Os senhores devem tomar em consideração que os senhores devem examinar isso nos senhores. Os senhores sempre que encontram uma superioridade em alguém, os senhores são levados a admirar? ou se mantém meio indiferentes? ou até ficam com raiva?

Se os senhores são sempre levados a admirar, os senhores têm alma contra-revolucionária; os senhores podem ser chamados filhos da luz – a linda expressão que está no Evangelho de São João – os filhos da luz.

Bem, e as trevas? A treva está na alma daquele que vendo tem inveja, esse é o ruim. Vamos dizer logo tudo de uma vez: um é filho de Deus e outro é filho do demônio, um é filho da Virgem e outro é filho da serpente.

Por que luz e trevas? Os senhores tomem uma alma que admira, quando ela admira, ela se ilumina, ela fica contente, dá-lhe alegria admirar.

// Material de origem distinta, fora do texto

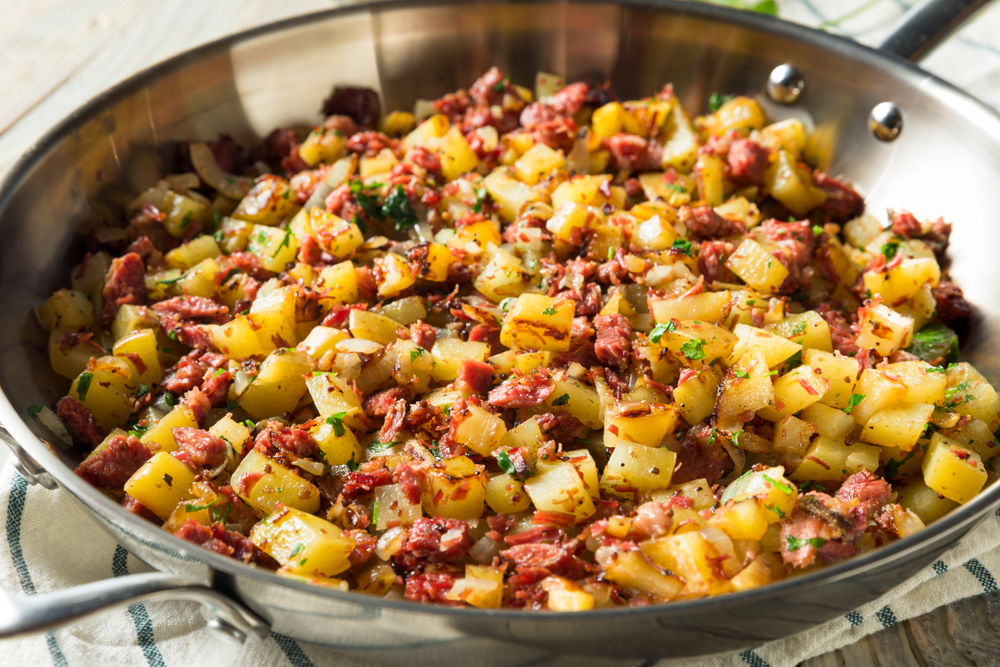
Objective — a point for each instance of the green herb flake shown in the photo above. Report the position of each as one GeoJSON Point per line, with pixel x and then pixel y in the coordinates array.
{"type": "Point", "coordinates": [796, 543]}
{"type": "Point", "coordinates": [784, 488]}
{"type": "Point", "coordinates": [694, 349]}
{"type": "Point", "coordinates": [397, 206]}
{"type": "Point", "coordinates": [337, 422]}
{"type": "Point", "coordinates": [853, 402]}
{"type": "Point", "coordinates": [83, 385]}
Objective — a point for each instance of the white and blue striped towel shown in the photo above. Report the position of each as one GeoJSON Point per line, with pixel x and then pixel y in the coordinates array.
{"type": "Point", "coordinates": [39, 524]}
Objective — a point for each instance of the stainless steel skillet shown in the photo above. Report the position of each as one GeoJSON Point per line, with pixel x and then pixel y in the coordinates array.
{"type": "Point", "coordinates": [944, 160]}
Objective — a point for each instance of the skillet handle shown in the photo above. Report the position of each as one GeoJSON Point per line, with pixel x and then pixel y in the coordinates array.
{"type": "Point", "coordinates": [21, 616]}
{"type": "Point", "coordinates": [926, 25]}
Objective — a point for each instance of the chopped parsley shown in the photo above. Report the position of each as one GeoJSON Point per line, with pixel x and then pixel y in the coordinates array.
{"type": "Point", "coordinates": [664, 327]}
{"type": "Point", "coordinates": [853, 402]}
{"type": "Point", "coordinates": [716, 100]}
{"type": "Point", "coordinates": [397, 206]}
{"type": "Point", "coordinates": [694, 349]}
{"type": "Point", "coordinates": [83, 385]}
{"type": "Point", "coordinates": [337, 422]}
{"type": "Point", "coordinates": [796, 543]}
{"type": "Point", "coordinates": [683, 245]}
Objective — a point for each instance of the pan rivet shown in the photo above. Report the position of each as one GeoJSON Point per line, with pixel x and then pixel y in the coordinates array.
{"type": "Point", "coordinates": [886, 121]}
{"type": "Point", "coordinates": [785, 84]}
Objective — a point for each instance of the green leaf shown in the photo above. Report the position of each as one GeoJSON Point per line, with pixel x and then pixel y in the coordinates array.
{"type": "Point", "coordinates": [716, 100]}
{"type": "Point", "coordinates": [795, 543]}
{"type": "Point", "coordinates": [337, 422]}
{"type": "Point", "coordinates": [784, 488]}
{"type": "Point", "coordinates": [83, 385]}
{"type": "Point", "coordinates": [505, 463]}
{"type": "Point", "coordinates": [189, 507]}
{"type": "Point", "coordinates": [683, 245]}
{"type": "Point", "coordinates": [692, 349]}
{"type": "Point", "coordinates": [853, 401]}
{"type": "Point", "coordinates": [397, 206]}
{"type": "Point", "coordinates": [935, 343]}
{"type": "Point", "coordinates": [664, 327]}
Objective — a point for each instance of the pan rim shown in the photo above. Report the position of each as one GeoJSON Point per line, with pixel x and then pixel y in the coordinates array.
{"type": "Point", "coordinates": [96, 502]}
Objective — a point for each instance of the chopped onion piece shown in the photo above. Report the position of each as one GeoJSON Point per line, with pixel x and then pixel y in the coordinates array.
{"type": "Point", "coordinates": [234, 187]}
{"type": "Point", "coordinates": [359, 345]}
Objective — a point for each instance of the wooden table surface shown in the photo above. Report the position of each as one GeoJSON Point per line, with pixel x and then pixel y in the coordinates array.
{"type": "Point", "coordinates": [56, 54]}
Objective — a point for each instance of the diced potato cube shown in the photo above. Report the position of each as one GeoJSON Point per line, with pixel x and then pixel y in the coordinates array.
{"type": "Point", "coordinates": [191, 253]}
{"type": "Point", "coordinates": [746, 388]}
{"type": "Point", "coordinates": [273, 246]}
{"type": "Point", "coordinates": [161, 436]}
{"type": "Point", "coordinates": [743, 520]}
{"type": "Point", "coordinates": [757, 267]}
{"type": "Point", "coordinates": [279, 385]}
{"type": "Point", "coordinates": [953, 471]}
{"type": "Point", "coordinates": [478, 429]}
{"type": "Point", "coordinates": [579, 400]}
{"type": "Point", "coordinates": [140, 349]}
{"type": "Point", "coordinates": [775, 349]}
{"type": "Point", "coordinates": [634, 466]}
{"type": "Point", "coordinates": [841, 372]}
{"type": "Point", "coordinates": [808, 329]}
{"type": "Point", "coordinates": [924, 383]}
{"type": "Point", "coordinates": [704, 307]}
{"type": "Point", "coordinates": [631, 571]}
{"type": "Point", "coordinates": [393, 275]}
{"type": "Point", "coordinates": [481, 587]}
{"type": "Point", "coordinates": [879, 389]}
{"type": "Point", "coordinates": [304, 544]}
{"type": "Point", "coordinates": [695, 396]}
{"type": "Point", "coordinates": [537, 322]}
{"type": "Point", "coordinates": [233, 432]}
{"type": "Point", "coordinates": [690, 556]}
{"type": "Point", "coordinates": [835, 460]}
{"type": "Point", "coordinates": [829, 421]}
{"type": "Point", "coordinates": [924, 501]}
{"type": "Point", "coordinates": [66, 310]}
{"type": "Point", "coordinates": [394, 507]}
{"type": "Point", "coordinates": [504, 276]}
{"type": "Point", "coordinates": [456, 156]}
{"type": "Point", "coordinates": [899, 426]}
{"type": "Point", "coordinates": [792, 185]}
{"type": "Point", "coordinates": [449, 353]}
{"type": "Point", "coordinates": [884, 330]}
{"type": "Point", "coordinates": [372, 326]}
{"type": "Point", "coordinates": [558, 487]}
{"type": "Point", "coordinates": [794, 391]}
{"type": "Point", "coordinates": [275, 484]}
{"type": "Point", "coordinates": [506, 495]}
{"type": "Point", "coordinates": [455, 488]}
{"type": "Point", "coordinates": [646, 424]}
{"type": "Point", "coordinates": [332, 396]}
{"type": "Point", "coordinates": [510, 194]}
{"type": "Point", "coordinates": [537, 163]}
{"type": "Point", "coordinates": [569, 222]}
{"type": "Point", "coordinates": [161, 483]}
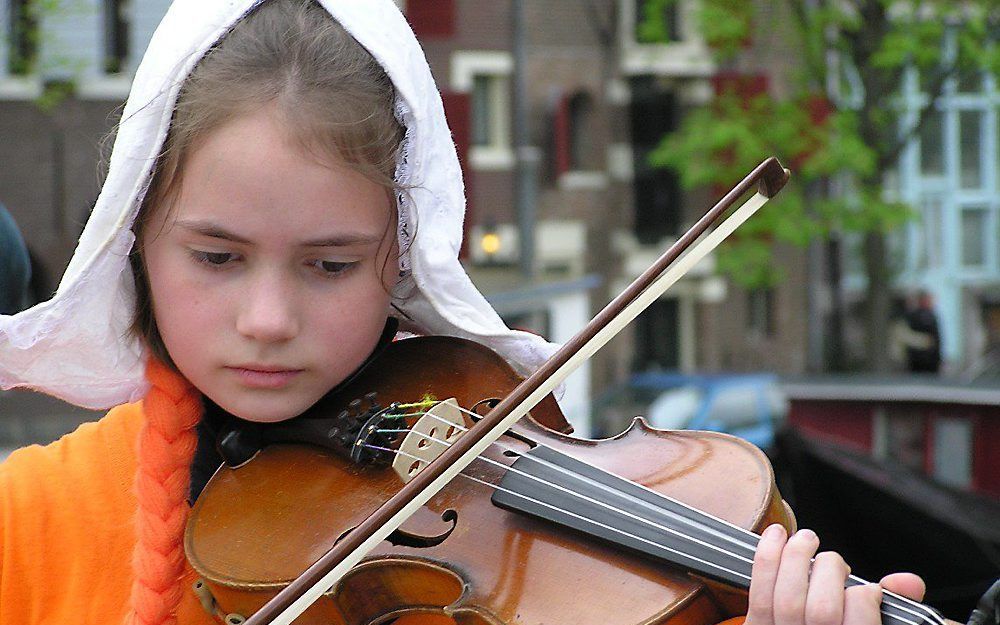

Os senhores tomem uma alma que inveja: ela fica aborrecida, ela fica triste, ela fica com as sombras da inveja dentro da alma. O invejoso é triste, não há o que lhe baste, ele quer tirar dos outros continuamente, continuamente, continuamente, ele fica indignado.

E isso os senhores notam às vezes desde a primeira infância. Os senhores tomam crianças da primeira infância que quando veem um brinquedo bonito na mão de outra criança não procuram tirar, quebram o brinquedo, para que aquele não possa ter um brinquedo mais bonito do que ele. Essa é a inveja.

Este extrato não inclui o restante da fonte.